Then Came Bronson, Warner Brothers Archive Collection
Sixty-nine was a pivotal time in American history. It was also a beginning of sorts for my love affair with motorcycles, begat in large part by a short-lived television series starting that year—Then Came Bronson. I was 12 years-old and devoured every episode of the lonely stranger and his eye-emblazoned Sportster wandering across the country. This movie introduced Jim Bronson (Michael Parks) to the world.
The film begins with Jim’s friend, Nick (Martin Sheen) in crisis and disillusioned with life — as so many young men are. Part of the “Stompers” motorcycle club, Nick had settled down with a wife and a “real” job—offering much promise for advancement according to his wife—but he knows better. Dead end, dull job, responsibilities, and no resources—is that what life is all about? The only thing he has worth anything is his Sportster, so under the Golden Gate Bridge he asks Jim to buy it from his wife and then promptly jumps to his death,
Jim returns to the office of his once-valued profession, a reporter, only to realize he is facing much the same as his friend—a dull job and an industry hungry for unsavory stories, ones that “show people at their worst.” Jim loads up the Sportster and hits the road.
He doesn’t get far before he eyes a young girl (Temple Brooks, played by Bonnie Bedelia), running away from her pending life of responsibility, shedding her wedding dress and engagement ring on a northern California beach. She runs away sans clothes, but they meet again when she runs Bronson off the road. Jim catches up and lets her driver door have it with a kick of his boot. Off he goes, suitably avenged. At a gas stop, they meet again, where the convertible driver becomes a passenger on the Sportster, abandoning her car as the result of a curious policeman’s questions.

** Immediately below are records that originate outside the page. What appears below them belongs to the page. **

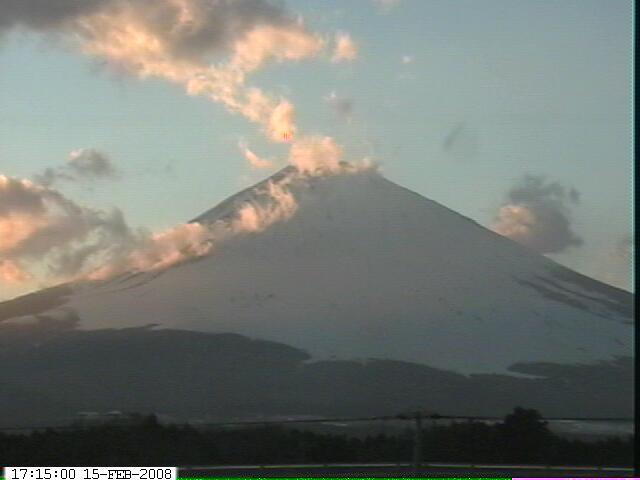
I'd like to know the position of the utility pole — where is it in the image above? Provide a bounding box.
[412,412,423,476]
[397,408,436,476]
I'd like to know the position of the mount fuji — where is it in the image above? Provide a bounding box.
[0,165,633,425]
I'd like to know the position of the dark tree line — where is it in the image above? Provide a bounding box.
[0,408,632,466]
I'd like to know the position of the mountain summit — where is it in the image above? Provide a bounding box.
[0,166,633,423]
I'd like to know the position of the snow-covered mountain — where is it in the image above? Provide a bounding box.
[0,165,633,423]
[1,166,633,372]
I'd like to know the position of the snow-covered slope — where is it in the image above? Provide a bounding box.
[0,166,632,376]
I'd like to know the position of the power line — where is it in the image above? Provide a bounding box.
[0,413,633,432]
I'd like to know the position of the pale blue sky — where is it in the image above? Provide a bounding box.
[0,0,632,298]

From here on love fitfully blooms. On the road to New Orleans they slowly figure each other out. However, on arrival they realize they need to part, he to continue his quest for meaning and her to return to the very thing that had scared her onto the road with Jim. They part and Bronson rides into television history over the next 2 years and 26 episodes.
What is interesting is the kind of biker Bronson is. He’s not a tear-it-up terrorizer of decent common folk, as so many movies make us out to be. Neither is he the trendy young motorcyclist so many Honda ads of the time purported us to be, riding our little, brightly colored scoots, wearing white slacks and boat shoes, and with a pert college girl on back.
What Bronson was, and what I aspire to be as a biker and a person, is a self-reliant man in charge of his bike and his life, not the pawn of others. He’s quiet and a thinker, and not afraid to get his hands dirty for that next tank of gas and a bit of food, or wrenching his ride on the side of the highway. He’s not a pushover, but neither is he a troublemaker. He leads himself and is not led by others. He lives by his own rules, but they are not thoughtless or selfish rules and he listens more than he talks. What it all comes down to is his choice of going out and living his life, instead of accepting life as other people tell him it is or should be.
Bronson is so soft-spoken I occasionally had to back up to catch quiet bits of dialogue set against the unmistakably late 60s music. Maybe someday that music will attain an aura of classicism, but to my ears it is awkward. The movie, however, makes up for that music by a couple instances of a nice rendition of “Wayfaring Stranger” sung by Michael Parks and Bonnie Bedelia.
For an observant rider, little things like the magical appearance of knobbies on the Sportster (really a Jawa) for the hill-climbing scene may disturb the flow a bit, but the story is worth putting up with little inconsistencies. Many viewers will not even notice the poetic license taken here and there. If you recall the show from your youth and enjoy an occasional blast from the past, pick up this flick. Be warned—you may end up following your viewing with online searches for TV episodes and “Bronson Bikes.” You may even think about your life, your choices, and what you love about riding. This DVD is available from Warner Broadcasting and at Amazon.com.